People have expressed some concerns to me about trade receivables. My 2 cents is that trade receivables is not a concern if they are able to collect cash in 100 days. Sure, payments are delayed but eventually as long as accounting profits are converting into operating cash flow, we probably do not need to monitor whether all of sales were converted into collections inside of the FY or whether it created short term trade receivables assets. The only 2 metrics which should matter imo are:
- Write offs/impairments against the receivables.
- Conversion of accounting profits (earnings) into operating cash flow.
A ballooning trade receivables position by itself is not necessarily bad imo. It could definitely reflect aggressive terms with clients to gain market share. Absolutely nothing wrong with that imo. The only key monitorable is whether they are eventually collecting the trade receivables or not. And they are, as of right now. If they are unable to, then that would be a red flag for me.

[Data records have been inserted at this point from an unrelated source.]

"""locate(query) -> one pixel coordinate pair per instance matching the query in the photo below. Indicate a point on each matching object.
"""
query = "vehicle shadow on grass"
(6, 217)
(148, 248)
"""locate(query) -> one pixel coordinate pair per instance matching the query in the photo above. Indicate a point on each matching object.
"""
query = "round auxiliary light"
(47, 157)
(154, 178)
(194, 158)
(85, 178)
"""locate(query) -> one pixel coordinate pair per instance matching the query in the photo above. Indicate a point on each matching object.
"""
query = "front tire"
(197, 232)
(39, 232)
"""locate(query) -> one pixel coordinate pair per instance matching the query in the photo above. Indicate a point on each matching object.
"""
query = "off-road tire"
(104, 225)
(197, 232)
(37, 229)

Here is some data to back KEI’s position on both metrics:
Attribute/Company | KEI | Finolex | Polycab |
---|---|---|---|
Sales (in cr, FY20) | 4355 | 2370 | 7726 |
Receivables | 1365 | 202 | 1590 |
Receivable write-offs | 17.9 | 15.75 | 156 |
Writeoffs/Sales | 0.004 | 0.0066 | 0.02 |
Average Operating cash flow 5years (A) | 191.432 | 227.4 | 470.8 |
Average Earnings 5Year (B) | 147 | 330 | 405 |
Earning to Cash Flow Conversion (A/B) | 1.302 | 0.689 | 1.162 |
While KEI’s receivables are high, they are able to actually collect their receivables and also convert accounting earnings into operating cash flows.
Edit (16/11/2020):
Disc: Planning to move out of this investment because I found a better use for my capital. Full Update on PF thread.